Aku berlari menuju kelasku sambil tersenyum. Kulihat Mira, teman sebangkuku, sedang asyik mengobrol dengan teman-teman yang lain. Dia melirik ke arahku yang telah duduk manis.

“Tadi kata Aisyah, Ustadz Gafur manggil Fatim. Ada apa?” tanyanya dengan cemas. Dialah yang paling paham akan kondisiku, aku tidak tahu lagi bagaimana caraku berterima kasih atas rasa pedulinya yang begitu luar biasa.

“Tenang, Mir. Gak ada apa-apa kok,” jawabku sembari tersenyum.

“SPP nya, Tim? Fatim jangan bohong deh! Cerita dong tim, ada apa? Aku juga mau dong dengar cerita Fatim, jangan aku doang yang cerita.”

“Ustadz Gafur hanya meminta Fatim ikut lomba pidato, Mira, bukan masalah SPP kok. Tenang aja!” Aku memang tidak pernah berbagi cerita kepada sahabat-sahabatku mengenai masalahku.
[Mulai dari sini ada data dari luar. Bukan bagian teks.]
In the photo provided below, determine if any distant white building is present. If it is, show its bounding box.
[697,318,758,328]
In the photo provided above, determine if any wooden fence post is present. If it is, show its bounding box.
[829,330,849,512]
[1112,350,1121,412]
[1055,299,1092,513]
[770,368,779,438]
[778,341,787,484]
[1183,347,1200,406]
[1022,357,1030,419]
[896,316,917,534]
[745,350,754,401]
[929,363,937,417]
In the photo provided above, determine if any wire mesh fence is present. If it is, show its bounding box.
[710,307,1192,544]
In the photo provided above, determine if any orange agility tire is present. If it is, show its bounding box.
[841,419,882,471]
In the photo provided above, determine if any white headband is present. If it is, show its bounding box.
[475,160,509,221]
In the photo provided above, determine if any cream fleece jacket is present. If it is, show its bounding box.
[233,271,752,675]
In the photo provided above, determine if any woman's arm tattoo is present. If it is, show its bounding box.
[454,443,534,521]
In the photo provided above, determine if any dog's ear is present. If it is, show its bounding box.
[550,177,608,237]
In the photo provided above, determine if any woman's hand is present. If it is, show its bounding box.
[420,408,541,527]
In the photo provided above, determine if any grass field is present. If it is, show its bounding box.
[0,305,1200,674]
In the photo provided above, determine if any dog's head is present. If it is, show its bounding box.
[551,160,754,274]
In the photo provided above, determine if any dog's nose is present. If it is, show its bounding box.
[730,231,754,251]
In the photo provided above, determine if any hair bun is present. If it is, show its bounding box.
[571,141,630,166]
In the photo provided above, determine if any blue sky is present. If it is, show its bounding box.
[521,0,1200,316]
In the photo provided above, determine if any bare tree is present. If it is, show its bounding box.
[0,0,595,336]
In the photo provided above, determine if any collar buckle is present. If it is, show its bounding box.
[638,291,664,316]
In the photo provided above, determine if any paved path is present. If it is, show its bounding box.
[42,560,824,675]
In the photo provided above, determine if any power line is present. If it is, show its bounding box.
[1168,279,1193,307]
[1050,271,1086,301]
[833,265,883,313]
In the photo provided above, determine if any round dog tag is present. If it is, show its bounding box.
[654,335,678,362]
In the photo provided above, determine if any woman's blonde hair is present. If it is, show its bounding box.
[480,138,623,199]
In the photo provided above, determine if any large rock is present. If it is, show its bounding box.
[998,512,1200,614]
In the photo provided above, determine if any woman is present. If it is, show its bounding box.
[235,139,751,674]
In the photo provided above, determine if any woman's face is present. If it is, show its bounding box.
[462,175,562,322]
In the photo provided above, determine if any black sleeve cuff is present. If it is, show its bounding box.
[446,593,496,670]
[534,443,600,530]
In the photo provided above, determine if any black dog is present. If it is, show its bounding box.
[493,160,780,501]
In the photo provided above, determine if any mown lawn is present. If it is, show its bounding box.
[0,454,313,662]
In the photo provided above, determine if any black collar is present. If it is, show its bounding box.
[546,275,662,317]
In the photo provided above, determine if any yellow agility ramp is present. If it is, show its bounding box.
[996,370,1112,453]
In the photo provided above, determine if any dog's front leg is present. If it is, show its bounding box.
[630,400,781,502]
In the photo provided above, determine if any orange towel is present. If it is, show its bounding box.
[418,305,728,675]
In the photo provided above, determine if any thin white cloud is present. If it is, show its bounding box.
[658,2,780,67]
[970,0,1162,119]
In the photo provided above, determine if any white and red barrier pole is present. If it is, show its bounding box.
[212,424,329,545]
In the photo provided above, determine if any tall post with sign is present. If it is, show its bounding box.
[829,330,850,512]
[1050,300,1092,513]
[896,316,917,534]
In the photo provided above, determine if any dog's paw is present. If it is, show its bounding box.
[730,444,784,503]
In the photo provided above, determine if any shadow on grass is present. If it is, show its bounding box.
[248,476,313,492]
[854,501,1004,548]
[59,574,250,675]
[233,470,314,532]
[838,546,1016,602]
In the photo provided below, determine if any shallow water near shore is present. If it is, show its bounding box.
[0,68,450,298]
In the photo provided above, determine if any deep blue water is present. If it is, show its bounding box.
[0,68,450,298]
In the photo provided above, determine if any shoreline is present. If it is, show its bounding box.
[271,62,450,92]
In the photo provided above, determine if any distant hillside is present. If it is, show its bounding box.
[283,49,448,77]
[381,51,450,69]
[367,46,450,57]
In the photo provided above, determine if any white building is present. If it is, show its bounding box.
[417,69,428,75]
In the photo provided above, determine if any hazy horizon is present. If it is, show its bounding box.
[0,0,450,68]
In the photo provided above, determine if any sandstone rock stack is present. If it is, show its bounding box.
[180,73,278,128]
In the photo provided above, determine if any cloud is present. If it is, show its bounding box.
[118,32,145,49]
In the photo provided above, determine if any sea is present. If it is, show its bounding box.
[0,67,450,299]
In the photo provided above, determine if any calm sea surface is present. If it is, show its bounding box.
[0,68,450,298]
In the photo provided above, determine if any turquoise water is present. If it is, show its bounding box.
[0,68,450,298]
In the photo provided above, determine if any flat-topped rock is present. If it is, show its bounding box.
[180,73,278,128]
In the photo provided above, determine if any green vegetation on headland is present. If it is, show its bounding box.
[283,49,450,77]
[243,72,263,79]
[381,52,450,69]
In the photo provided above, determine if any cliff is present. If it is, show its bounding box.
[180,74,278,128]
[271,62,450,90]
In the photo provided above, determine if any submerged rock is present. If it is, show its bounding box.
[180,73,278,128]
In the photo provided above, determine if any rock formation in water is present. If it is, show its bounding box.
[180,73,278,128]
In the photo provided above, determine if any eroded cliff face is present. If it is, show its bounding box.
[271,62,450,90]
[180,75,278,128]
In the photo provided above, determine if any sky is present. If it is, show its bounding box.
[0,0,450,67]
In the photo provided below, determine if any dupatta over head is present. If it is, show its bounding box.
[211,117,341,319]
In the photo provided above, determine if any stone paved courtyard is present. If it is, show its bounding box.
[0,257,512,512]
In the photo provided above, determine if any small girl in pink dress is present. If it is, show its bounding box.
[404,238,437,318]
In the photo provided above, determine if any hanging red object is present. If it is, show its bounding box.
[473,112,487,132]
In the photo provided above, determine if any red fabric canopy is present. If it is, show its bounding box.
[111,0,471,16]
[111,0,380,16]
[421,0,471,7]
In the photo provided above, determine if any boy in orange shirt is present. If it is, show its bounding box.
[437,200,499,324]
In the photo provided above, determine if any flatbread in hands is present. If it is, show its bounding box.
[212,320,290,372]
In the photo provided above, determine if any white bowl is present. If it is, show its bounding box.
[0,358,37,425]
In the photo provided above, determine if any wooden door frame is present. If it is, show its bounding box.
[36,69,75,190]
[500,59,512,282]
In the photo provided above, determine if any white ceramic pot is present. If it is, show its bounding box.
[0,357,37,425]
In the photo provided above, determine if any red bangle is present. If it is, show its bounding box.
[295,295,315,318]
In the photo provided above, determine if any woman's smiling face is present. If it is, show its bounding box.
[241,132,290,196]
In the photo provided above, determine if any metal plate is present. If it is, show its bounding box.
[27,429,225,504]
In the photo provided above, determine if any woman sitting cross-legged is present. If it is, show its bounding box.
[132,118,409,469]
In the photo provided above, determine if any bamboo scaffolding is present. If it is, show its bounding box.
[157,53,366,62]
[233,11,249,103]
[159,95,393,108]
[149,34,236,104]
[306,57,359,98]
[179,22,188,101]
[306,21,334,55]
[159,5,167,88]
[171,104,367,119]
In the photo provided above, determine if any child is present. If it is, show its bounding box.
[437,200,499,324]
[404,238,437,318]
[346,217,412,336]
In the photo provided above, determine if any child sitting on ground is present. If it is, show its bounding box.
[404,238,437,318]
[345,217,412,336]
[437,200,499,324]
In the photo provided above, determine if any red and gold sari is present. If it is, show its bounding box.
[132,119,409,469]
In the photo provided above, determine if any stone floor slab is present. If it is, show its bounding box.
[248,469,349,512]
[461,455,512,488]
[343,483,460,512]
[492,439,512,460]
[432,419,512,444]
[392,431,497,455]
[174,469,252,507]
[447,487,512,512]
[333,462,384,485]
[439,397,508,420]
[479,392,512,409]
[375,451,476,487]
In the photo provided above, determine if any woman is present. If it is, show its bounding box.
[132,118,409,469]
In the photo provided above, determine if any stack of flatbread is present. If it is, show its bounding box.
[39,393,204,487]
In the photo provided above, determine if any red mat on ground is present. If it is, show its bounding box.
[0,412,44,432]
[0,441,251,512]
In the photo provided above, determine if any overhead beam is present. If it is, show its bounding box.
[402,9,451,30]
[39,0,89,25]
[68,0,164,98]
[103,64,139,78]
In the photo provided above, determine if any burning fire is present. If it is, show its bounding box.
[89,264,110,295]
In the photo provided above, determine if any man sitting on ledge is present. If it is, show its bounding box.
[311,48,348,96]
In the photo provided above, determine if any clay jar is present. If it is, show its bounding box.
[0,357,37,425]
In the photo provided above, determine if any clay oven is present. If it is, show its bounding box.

Aku hanya tak ingin mereka khawatir kepadaku.

“Wah, bagus dong! Nanti pokoknya udah harus mulai latihan! Fatim gak boleh malu kayak biasanya! Pokoknya harus bagus, harus-”

“Ihh, iya iya. Siap, Bu Boss!” kataku memotong pembicaraanya. Aku lihat Mira cemberut karenaku. “Hehe.. liat tu Ustadzah Izza mau masuk.”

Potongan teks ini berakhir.